(HealthDay News) — The burden of advanced cervical cancer is increased for patients age 65 and older, according to a study published in Cancer Epidemiology, Biomarkers & Prevention.
Researchers examined late-stage disease among 12,442 patients age 21 and older (17.4% age 65 and older) with a first primary cervical cancer diagnosed between 2009 and 2018.
Compared with younger patients, more patients age 65 and older presented with late-stage disease — 71% and 48%, respectively.
Among patients with late-stage disease, the 5-year relative survival rate was lower for patients age 65 and older than for patients younger than 65 years. Specifically, the 5-year relative survival rates were:
- 51.5% for patients aged 20–39 years
- 47.5% for patients aged 40–59 years
- 41.5% for patients aged 60–64 years
- 36.8% for patients aged 65–69 years
- 39.1% for patients aged 70–74 years
- 30.8% for patients aged 75–79 years
- 23.2% for patients aged 80 and older.
In a multivariable analysis among patients age 65 and older, patients were more likely to be diagnosed with late-stage disease if they:
- Were diagnosed at a later age (odds ratio [OR], 1.02 for each increase with each additional year of age)
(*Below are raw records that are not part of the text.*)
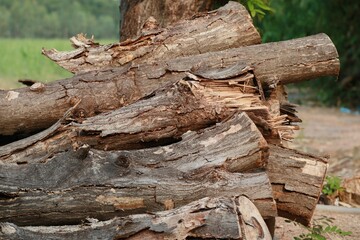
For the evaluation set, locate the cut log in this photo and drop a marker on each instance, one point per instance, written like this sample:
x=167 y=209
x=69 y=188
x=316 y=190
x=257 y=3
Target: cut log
x=239 y=219
x=157 y=120
x=71 y=185
x=228 y=27
x=297 y=179
x=133 y=14
x=26 y=111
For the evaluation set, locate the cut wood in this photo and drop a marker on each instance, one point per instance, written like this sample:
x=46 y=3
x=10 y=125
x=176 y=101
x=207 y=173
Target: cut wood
x=228 y=27
x=159 y=119
x=297 y=180
x=200 y=219
x=26 y=111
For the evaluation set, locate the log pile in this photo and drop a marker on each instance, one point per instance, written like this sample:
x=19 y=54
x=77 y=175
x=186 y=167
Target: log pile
x=166 y=135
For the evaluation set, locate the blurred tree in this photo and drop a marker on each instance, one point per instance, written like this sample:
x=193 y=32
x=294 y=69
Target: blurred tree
x=337 y=18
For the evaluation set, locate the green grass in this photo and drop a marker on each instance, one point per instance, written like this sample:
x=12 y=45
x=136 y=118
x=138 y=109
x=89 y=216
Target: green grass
x=22 y=59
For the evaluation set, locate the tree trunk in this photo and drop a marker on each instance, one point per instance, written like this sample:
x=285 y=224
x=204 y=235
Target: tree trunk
x=200 y=219
x=283 y=62
x=88 y=182
x=160 y=119
x=133 y=14
x=228 y=27
x=297 y=179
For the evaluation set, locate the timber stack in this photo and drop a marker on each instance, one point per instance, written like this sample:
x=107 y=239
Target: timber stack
x=177 y=133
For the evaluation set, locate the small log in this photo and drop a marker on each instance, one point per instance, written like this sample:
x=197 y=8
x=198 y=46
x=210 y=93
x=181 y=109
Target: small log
x=133 y=14
x=26 y=111
x=68 y=186
x=200 y=219
x=297 y=180
x=228 y=27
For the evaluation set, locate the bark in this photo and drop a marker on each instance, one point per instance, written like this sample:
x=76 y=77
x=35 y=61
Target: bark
x=26 y=110
x=133 y=14
x=297 y=180
x=160 y=119
x=228 y=27
x=72 y=185
x=200 y=219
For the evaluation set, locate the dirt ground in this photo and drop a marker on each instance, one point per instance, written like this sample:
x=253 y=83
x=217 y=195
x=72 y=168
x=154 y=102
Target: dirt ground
x=330 y=133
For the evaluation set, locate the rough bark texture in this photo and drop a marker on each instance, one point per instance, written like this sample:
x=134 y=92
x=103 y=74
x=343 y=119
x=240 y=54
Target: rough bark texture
x=26 y=110
x=200 y=219
x=133 y=14
x=297 y=180
x=88 y=182
x=157 y=120
x=228 y=27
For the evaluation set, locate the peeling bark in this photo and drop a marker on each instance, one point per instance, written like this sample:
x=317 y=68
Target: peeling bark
x=200 y=219
x=297 y=180
x=102 y=184
x=228 y=27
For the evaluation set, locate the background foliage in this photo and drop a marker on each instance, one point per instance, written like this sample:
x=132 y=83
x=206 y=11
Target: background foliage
x=58 y=18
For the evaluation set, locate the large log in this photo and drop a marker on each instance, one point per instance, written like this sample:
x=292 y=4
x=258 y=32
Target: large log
x=26 y=111
x=69 y=186
x=297 y=180
x=228 y=27
x=200 y=219
x=159 y=119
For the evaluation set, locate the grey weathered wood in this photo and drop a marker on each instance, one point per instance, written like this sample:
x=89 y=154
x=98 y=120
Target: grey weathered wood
x=25 y=111
x=160 y=119
x=133 y=14
x=73 y=184
x=228 y=27
x=297 y=180
x=199 y=219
- Had 2 or more comorbidities vs no comorbidities (OR, 1.59)
- Had squamous cell carcinoma (OR, 1.38)
- Had subtypes other than adenocarcinoma (OR, 2.52).
Hispanic patients were less likely than non-Hispanic White patients to be diagnosed with late-stage disease (OR, 0.76). Year of diagnosis, marital status, health insurance status, neighborhood socioeconomic status, and urbanicity were not significantly associated with late-stage cervical cancer.
“Our findings highlight the need to better understand how the current screening paradigm might be failing women ≥65 years,” the study authors wrote. “Future work should focus on determining past screening history of older women, determining lapses in follow-up care, and noninvasive testing approaches for women nearing age 65 years or those who might need catch-up screening.”